Uitgelokt door onze regering staat er een actie op stapel van het onderwijspersoneel, wat mogelijk zelfs op een staking kan uitdraaien. Ik begrijp de actiebehoefte, maar zie minder in staken. Ben daar eigenlijk principieel tegen, wat misschien ook voort komt uit een ervaring van weleer.
Toen mijn politieke voorkeur nog volledig afhankelijk was van mijn carrière, inderdaad de VVD, werd ik door een Headhunter het socialistische dagblad Het Vrije Volk binnengeloodst. Daar was ik de eerste vreemde eend in de bijt. Mijn afwijkende mening was in mijn goed functioneren geen enkel probleem. Ook het contact met mijn collegas had daar totaal niet onder te lijden.
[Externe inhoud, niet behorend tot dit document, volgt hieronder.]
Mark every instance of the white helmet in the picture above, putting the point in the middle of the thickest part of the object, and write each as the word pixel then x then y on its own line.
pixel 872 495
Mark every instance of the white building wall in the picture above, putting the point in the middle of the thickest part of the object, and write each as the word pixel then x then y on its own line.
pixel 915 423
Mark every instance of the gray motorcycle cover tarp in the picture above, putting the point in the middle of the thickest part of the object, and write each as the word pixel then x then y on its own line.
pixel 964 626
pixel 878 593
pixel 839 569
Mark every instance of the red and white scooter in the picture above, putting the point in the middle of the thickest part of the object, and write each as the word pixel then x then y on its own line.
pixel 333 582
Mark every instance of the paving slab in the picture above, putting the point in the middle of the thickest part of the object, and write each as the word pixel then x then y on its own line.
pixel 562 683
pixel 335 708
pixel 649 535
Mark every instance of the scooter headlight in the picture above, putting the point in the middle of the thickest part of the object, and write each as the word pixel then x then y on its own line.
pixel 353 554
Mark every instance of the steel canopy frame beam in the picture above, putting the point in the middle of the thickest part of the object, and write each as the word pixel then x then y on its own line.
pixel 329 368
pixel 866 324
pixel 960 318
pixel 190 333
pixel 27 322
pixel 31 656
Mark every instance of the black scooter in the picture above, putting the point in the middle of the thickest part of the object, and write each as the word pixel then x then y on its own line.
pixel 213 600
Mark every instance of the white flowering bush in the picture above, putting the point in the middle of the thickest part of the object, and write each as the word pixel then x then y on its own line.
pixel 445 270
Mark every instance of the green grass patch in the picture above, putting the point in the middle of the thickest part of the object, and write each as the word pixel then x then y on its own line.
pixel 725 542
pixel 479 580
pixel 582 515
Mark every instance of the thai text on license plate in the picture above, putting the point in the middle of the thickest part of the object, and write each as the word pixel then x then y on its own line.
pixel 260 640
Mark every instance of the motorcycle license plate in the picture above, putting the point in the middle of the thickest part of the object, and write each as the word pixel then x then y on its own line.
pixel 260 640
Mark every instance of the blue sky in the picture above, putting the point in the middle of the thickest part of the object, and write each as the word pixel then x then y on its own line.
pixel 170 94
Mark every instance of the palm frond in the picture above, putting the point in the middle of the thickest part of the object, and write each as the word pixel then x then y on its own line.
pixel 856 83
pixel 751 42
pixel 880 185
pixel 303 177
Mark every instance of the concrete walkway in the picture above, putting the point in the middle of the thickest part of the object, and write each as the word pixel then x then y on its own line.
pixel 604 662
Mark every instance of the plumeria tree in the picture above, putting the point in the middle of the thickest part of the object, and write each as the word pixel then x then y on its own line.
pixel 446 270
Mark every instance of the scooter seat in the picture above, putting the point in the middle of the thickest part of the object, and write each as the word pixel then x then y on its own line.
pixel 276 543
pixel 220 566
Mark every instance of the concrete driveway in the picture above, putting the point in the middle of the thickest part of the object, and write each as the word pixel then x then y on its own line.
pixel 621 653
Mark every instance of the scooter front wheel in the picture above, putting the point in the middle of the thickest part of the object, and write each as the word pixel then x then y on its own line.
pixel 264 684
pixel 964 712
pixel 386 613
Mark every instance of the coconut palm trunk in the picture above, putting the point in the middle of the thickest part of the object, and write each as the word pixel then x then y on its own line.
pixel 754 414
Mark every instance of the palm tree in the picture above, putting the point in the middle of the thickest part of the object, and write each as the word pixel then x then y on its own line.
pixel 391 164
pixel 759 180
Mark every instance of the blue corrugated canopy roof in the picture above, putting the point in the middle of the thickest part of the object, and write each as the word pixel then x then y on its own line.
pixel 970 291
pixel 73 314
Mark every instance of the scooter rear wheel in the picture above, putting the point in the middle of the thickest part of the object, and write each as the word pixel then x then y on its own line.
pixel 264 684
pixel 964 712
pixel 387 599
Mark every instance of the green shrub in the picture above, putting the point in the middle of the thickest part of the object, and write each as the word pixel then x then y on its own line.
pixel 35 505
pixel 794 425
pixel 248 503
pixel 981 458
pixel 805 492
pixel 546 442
Het tegendeel is waar, die vriendschappelijke collegialiteit ben ik nadien niet meer tegen gekomen. Alleen daarom al, blijf ik als Hagenees Rotterdam een warm hart toedragen, maar dit ter zijde.
Toch was er een moment dat er onderlinge spanningen ontstonden. Gek genoeg, doordat er stakingen uitbraken bij het Algemeen Dagblad (AD), de halve moeder van de krant. Tijdens een personeelsbijeenkomst werd ons gevraagd in te stemmen met solidair meestaken met het AD. Tijdens de stemmingsronde, met opsteken van handen, waren er negen collegas, waar ik er één van was, tegen die staking. De actie die toen volgde, heb ik mij destijds enorm kwaad overgemaakt. Met de gedachteflits, Wat een tering sausialiste, rechte ik mijn rug. Onder het motto dat voor en tegen niet goed was geteld, werd verzocht nogmaals je hand op te steken. Samen met nog een collega waren wij nu de enige twee die bij en wie is er tegen nog steeds hun hand opstaken. En dat geef ik je te doen
.
De krant kwam drie dagen niet uit. Ik kwam drie dagen niet aan de krant. Maar omdat mijn werkzaamheden voornamelijk buiten de deur plaatsvonden, hoefde ik mijzelf niet te verloochenen en bleef ik normaal aan het werk. Nadat alles weer normaal op gang was gekomen was de sfeer weer als vanouds. Het Unheimische gevoel van een staking ben ik echter nooit vergeten.